One of the major limitations of umbilical cord stem cell transplantation is the relative low volume of stem cells harvested from the placenta. Because of this problem, transplantation is generally only feasible for children or small adults. Technology to expand these umbilical cord blood stem cells has now been developed and results were reported at the American Society of Hematology in December 1999.

In an abstract by Jaroscak, umbilical cord blood was treated with a number of growth factors, in the Aastrom Replicell system for large scale expansion, in order to expand the total number of cells, as well as CD 34 positive cells, which are thought to represent the stem cell responsible for blood cell development. Data from this group showed that CD 34 positive cells could be expanded dramatically with the proper combination or growth factors. Similarly, Kogler and colleagues from Germany were also able to dramatically expand cord blood cells, an d in particular CD 34 positive cells with commercially available growth factors. These data clearly suggest that stems can be readily expanded using available technologies.

Another group at the Western Pennsylvania Cancer Center attempted to engraft mice with human umbilical cord blood cells to determine whether or not further expansion could take place after these cells had undergone expansion in the (test tube). There data confirmed that expanded human CD 34 positive cord blood stem cells had functional activity. Similar results were obtained by Goltry at the University of Massachusetts. Again, cord blood cells were subjected to growth factor and clinical scale expansions in the AastromReplicell production system. These cells were then given to mice with further expansion of the human cells. These results further confirm that cord blood cells generated in a clinical expansion model have the ability to engraft mice.

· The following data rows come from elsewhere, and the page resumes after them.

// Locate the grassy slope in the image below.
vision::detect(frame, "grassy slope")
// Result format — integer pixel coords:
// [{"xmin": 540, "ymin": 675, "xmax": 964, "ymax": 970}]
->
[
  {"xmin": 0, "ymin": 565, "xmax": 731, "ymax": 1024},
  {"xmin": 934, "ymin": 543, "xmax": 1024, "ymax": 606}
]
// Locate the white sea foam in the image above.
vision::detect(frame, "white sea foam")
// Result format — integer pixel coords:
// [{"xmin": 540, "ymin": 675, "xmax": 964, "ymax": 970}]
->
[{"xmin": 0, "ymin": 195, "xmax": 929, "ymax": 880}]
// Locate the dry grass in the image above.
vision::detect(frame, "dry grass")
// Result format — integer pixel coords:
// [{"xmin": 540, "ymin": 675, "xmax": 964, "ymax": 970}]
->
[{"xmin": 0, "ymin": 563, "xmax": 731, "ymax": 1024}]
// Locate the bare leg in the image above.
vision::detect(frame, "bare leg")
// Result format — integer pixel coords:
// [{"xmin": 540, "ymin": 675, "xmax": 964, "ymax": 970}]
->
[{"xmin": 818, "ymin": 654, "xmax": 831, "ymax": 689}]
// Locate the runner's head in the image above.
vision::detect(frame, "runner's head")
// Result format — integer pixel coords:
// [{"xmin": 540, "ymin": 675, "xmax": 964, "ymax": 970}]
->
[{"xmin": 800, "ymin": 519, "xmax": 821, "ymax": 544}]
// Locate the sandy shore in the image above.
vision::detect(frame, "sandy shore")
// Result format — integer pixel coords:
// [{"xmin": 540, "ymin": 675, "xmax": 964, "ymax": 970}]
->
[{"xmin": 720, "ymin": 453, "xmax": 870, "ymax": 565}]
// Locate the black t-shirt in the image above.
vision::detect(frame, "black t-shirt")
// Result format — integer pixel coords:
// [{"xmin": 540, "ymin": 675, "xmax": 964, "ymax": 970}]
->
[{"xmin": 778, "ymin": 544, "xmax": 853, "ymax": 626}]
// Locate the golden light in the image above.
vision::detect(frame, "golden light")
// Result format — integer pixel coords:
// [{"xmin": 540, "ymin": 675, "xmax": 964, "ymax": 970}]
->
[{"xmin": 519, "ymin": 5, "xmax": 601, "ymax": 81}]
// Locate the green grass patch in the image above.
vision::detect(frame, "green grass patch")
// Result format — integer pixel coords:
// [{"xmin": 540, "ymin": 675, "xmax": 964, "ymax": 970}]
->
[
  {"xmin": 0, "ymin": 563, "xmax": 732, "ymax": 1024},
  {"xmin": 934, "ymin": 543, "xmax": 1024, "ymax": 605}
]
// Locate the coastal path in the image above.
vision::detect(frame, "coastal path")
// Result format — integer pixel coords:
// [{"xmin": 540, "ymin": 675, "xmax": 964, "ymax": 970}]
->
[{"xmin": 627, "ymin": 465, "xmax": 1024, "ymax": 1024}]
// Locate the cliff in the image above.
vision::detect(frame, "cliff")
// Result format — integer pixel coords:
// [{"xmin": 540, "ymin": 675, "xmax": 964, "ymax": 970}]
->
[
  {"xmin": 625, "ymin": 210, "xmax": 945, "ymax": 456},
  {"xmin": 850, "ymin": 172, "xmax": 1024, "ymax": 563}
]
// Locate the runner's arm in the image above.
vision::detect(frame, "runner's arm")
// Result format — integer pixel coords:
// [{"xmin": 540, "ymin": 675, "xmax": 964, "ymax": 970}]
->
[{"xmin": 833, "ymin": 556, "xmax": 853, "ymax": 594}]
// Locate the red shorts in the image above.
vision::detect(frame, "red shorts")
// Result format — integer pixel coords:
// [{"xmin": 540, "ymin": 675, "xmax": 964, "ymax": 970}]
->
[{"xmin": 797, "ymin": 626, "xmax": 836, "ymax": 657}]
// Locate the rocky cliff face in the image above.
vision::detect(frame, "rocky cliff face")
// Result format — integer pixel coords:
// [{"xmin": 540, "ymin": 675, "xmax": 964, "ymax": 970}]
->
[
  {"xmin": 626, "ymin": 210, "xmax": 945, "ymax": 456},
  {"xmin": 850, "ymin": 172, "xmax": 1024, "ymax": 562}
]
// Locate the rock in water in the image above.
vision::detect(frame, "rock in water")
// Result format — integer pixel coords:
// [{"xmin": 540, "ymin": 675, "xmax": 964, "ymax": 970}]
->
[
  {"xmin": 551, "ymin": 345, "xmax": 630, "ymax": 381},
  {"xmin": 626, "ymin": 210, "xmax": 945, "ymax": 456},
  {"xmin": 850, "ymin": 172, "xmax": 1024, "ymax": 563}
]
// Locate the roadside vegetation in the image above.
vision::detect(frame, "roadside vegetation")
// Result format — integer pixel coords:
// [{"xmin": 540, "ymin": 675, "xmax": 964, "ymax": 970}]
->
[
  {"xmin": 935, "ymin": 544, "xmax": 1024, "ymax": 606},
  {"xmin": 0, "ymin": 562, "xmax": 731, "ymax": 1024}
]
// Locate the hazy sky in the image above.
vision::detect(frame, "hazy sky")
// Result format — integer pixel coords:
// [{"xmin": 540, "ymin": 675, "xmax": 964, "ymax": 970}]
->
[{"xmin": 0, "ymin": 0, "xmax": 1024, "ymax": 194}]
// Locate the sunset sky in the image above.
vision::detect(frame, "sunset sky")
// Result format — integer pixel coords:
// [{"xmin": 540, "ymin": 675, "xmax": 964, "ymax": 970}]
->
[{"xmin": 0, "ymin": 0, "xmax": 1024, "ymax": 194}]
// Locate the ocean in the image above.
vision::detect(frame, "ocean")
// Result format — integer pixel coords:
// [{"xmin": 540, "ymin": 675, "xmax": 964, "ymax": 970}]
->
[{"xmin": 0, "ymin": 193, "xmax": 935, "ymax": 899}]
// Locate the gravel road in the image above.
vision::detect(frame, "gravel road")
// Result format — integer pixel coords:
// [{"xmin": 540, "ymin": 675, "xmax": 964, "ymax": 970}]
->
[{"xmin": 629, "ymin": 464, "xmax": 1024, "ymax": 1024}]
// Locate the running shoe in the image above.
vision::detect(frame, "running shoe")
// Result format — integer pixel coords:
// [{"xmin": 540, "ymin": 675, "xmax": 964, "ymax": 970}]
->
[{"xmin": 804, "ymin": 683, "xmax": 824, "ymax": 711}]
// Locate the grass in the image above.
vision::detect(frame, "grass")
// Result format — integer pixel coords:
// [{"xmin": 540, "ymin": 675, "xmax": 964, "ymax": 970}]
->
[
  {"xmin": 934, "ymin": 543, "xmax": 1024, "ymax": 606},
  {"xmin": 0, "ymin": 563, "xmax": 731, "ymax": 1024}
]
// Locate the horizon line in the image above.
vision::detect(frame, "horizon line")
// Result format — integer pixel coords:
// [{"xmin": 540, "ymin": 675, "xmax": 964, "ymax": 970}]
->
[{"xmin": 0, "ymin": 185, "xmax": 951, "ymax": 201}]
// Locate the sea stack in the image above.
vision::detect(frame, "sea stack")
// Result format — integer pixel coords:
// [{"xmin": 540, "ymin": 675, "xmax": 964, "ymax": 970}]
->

Expansion of cord blood cells has also been performed successfully for human use as well. Kurtzberg and colleagues at Duke University infused unstimulated umbilical cord blood cells into patients undergoing transplantation for Leukemia, as well as non-malignant diseases. Expanded cells were infused as a boost to the conventional graft during the transplantation process using the same AastromReplicell system. Those patients who received expanded cells had superior survival at 100 days after transplant when compared to historical controls receiving similar doses of unstimulated cells. Further testing is under way at the center.

Adult and pediatric cancer patients have been rescued with cord blood stem cells that have been expanded at the University of Colorado. Dr. Shapall and others treated nineteen patients with umbilical cord blood stem cells. One group of patients received 60% of the cord blood product, while the other 40% was expanded with growth factors and infused ten days after the initiation of the transplant process. The second group of patients had 40% of the cord blood thawed prior to transplantation and expanded so that both growth factor stimulated and non-stimulated were infused that the beginning of the transplantation protocol. There was a 0% white blood cell engraftment failure rate which is lower than the traditional 125-60% failure rate reported for unexpanded cord blood transplants. In addition, the time to white blood cell and platelet engraftment in adult patients were comparable to pediatric patients. Additional patients are being accrued to the study in order to determine the efficie ncy in toxicity of this expanded cord blood product.

Although research in this area is still ongoing, it appears that cord blood expansion is feasible and will make it practical to treat adult patients with expanded cord blood product. This will further broaden the applicability of cord blood transplantation. 


References:

Augmentation of Umbilical Cord Blood (UCB) Transplantation With X-Vivo Expanded Cells, a phase 1 trial using the AastromReplicell system, Joanne Kurtzberg, et. al, abstract 2547, Blood, Volume 94, No. 10 

The Effect of Cytokine Combinations on the Clinical Scale, X-Vivo Expansion of Umbilical Blood, J. Jarosek, abstract 2556, Blood, Volume 94, No. 10

Comparison of Two Clinically Feasible Methods for X-Vivo Expansion of Committed Hematopietic Progenitor Cells from Cord Blood, Jesine Kogler, abstract 2558,Blood, Volume 94, No. 10, supplement 1.

Functional Activity of X-Vivo Expanded Human CD 34+ Cord Blood stem Cells, G. L. Gilmore, abstract 3122, Blood, Volume 94, No. 10 supplement 1.

Transplantation of Adult and Pediatric Cancer Patients with Cord Blood Progenitors Expanded X-Vivo, Elizabeth J. Shpall, abstract 3145, Blood Volume 94, No. 10, Supplement 1.

X-Vivo Expanded Cord Blood Cells Generated in aClinical-Scale Perfusion Culture System are Capable of Engrafting NOD-SCID mice, K.L. Goltry, abstract 4776, Blood, Volume 94 No. 10, supplement 1.